I like Victor but I guess they all are affected differently. It has lots of protein from meat, no peas, potatoes and all that stuff... but the hi pro plus wasn't making my particular dogs' poo large enough and they got impacted anal glands. So I switched to a different formula that has a little more fiber plus I give them things that add a little more to their diet without adding too much. (too much is no good) So we'll see. 
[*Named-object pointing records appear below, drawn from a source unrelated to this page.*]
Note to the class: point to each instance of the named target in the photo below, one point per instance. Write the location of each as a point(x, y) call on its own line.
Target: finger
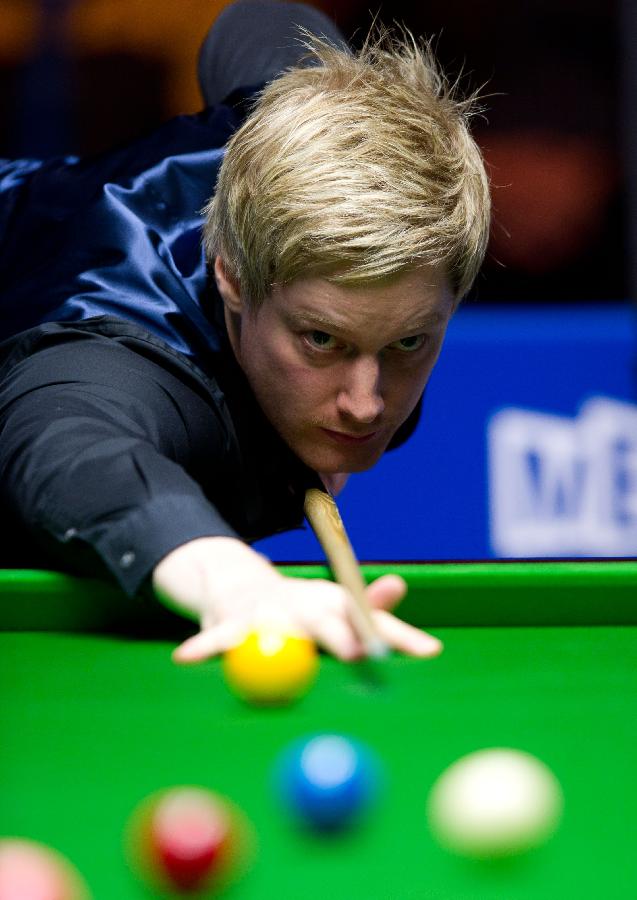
point(386, 592)
point(209, 642)
point(404, 637)
point(335, 635)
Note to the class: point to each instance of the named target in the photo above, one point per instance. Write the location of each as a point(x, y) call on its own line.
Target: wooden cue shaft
point(323, 515)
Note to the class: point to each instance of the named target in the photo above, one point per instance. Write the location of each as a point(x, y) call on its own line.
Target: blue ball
point(329, 780)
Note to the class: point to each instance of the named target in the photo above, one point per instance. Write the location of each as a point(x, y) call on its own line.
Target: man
point(156, 421)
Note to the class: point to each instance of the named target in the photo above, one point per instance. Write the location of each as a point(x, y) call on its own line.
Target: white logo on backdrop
point(564, 487)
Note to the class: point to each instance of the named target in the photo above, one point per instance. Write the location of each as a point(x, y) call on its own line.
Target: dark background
point(80, 76)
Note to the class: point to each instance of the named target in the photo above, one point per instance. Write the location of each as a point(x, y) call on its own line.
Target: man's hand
point(231, 588)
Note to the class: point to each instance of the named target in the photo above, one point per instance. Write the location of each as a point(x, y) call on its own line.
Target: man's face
point(338, 369)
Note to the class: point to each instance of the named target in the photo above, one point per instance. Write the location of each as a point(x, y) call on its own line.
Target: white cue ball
point(494, 803)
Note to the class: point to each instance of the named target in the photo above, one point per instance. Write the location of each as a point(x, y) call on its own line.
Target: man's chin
point(333, 462)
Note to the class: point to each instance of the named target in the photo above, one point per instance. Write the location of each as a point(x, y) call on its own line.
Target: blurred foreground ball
point(33, 871)
point(495, 803)
point(187, 839)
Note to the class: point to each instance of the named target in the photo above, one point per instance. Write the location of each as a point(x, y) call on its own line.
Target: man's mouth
point(344, 437)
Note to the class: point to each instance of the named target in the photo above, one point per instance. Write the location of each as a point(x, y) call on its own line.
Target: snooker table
point(538, 656)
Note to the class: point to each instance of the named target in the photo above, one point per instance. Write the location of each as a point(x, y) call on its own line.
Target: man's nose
point(360, 397)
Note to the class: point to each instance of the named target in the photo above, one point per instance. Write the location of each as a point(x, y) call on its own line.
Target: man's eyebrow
point(307, 317)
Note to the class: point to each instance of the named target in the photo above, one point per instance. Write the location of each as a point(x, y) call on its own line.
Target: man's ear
point(228, 287)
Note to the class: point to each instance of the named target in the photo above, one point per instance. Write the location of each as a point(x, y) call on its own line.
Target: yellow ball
point(271, 667)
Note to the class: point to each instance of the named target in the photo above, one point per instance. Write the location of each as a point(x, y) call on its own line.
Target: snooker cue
point(323, 515)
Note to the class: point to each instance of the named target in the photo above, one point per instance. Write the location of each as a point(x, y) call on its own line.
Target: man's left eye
point(321, 340)
point(408, 345)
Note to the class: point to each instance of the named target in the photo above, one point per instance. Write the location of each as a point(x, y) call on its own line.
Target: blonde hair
point(356, 168)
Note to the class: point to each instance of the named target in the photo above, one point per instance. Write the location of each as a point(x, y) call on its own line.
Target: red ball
point(190, 834)
point(187, 839)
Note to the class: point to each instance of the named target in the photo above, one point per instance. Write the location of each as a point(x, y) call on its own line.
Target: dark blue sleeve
point(102, 454)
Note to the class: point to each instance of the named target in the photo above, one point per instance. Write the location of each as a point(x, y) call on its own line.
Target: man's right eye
point(321, 340)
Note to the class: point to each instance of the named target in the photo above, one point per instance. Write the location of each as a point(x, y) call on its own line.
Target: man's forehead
point(415, 301)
Anyhow, rather than spend more money for less nutrition, which is essentially what you're doing when you buy a "low calorie diet for over weight dogs" just feed less of their regular food and add in some green beans or some other vegetable (make sure it's safe for dogs and not too much of the same thing every time) or a wee bit of Firm-up. (my dogs don't like that taste but a lot of dogs do) https://www.amazon.com/Diggin-Your-Dog-Supplement-Digestive/dp/B006CBD7UQ


----------



## Dogs4Life (May 27, 2018)

Thanks for the info, StormeeK! I will check into that at her next vet appointment. I would say she's about 1.5 pounds (maybe less) overweight; but, because she is small, that's a lot! When I got her, she was underweight. I didn't do a great job with watching her calories once she was at a healthy weight. She also used to play with her toys more, but then she began to slow down energy wise. Maybe it's all health related.


----------



## Dogs4Life (May 27, 2018)

Thanks, PB. There is one other food that I found on Chewy this afternoon that I might try first. If no luck, I will just put her back on Purina and add some veggies as suggested. She really loves the Purina salmon food.


----------



## Skylar (Jul 29, 2016)

My daughter’s vet had her cut back slightly on the food she was feeding her dog and add some cooked veggies to make up for the missing dog food. It’s working well, her dog has slimmed down nicely.


----------



## Charmed (Aug 4, 2014)

My Jack Russell Terror gains weight at the drop of a hat. He is small, so it just does not take much to make him porky. Since he eats Honest Kitchen, all I do to make him lose weight is cut his portion down, but add extra water. He is happy because his little bowl is still full.


----------



## Mufar42 (Jan 1, 2017)

I don't know, I use Victor and my dogs go 3x a day. Could you be over feeding? My standard gets 1 1/2 cups twice a day. My Cairn get 1/4 cup twice a day and my chi get !/8 cup 2x a day. The small dogs go 2x a day.


----------



## Dogs4Life (May 27, 2018)

Skylar said:


> My daughter’s vet had her cut back slightly on the food she was feeding her dog and add some cooked veggies to make up for the missing dog food. It’s working well, her dog has slimmed down nicely.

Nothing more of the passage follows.